II.1.3. Auch im vorliegenden Fall zeigen die Revisionswerber nicht auf, aus welchen Gründen die von den Vorinstanzen ‑ im Rahmen einer Zusatzbegründung ‑ vorgenommene Interessenabwägung eine grobe Fehlbeurteilung darstellen sollte, die ein Eingreifen des Obersten Gerichtshofs erfordert. Die Ansicht, es bestehe ein krasses Missverhältnis, weil es sich bei der angeblich in Anspruch genommenen Fläche um eine winzige Teilfläche am Wegrand handelt, aus deren Benützung für die Kläger kein spürbarer Nachteil resultiert, während der Beklagte massiv behindert wäre, ist schon im Hinblick darauf nicht unvertretbar, als die Wegfläche der Kläger ja ohnehin schon durch das Zufahrtsrecht des Beklagten (zu einem anderen Teil des Grundstücks) belastet ist und durch die weitere Zufahrtsmöglichkeit nicht weiter beeinträchtigt wird.
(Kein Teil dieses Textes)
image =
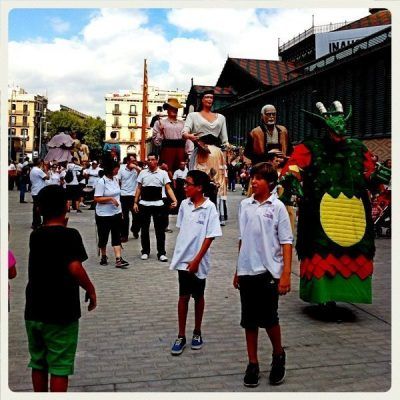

2. Der Unterlassungsanspruch setzt die Feststellung schon erfolgter Störungen oder doch zumindest die Gefahr künftiger Störungen voraus, denen mit vorbeugender Unterlassungsklage begegnet werden kann (RIS-Justiz RS0114254 [T2]). Wurde im vorliegenden Fall aber aufgrund eines mängelfreien Verfahrens die negative Festellung getroffen, es stehe nicht fest, dass der Beklagte oder sein Mieter beim Zu‑ und Abfahren von und zu seinem Grundstück im strittigen Bereich Grundstücksflächen der Kläger befahren habe und steht weiters auch eine Erstbegehungsgefahr nicht fest, ist die vorbeugende Unterlassungsklage nicht gerechtfertigt (RIS‑Justiz RS0037661).

5. Da der Beklagte auf die Unzulässigkeit der Revision hingewiesen hat, waren ihm die Kosten seiner zweckentsprechenden Revisionsbeantwortung zuzusprechen.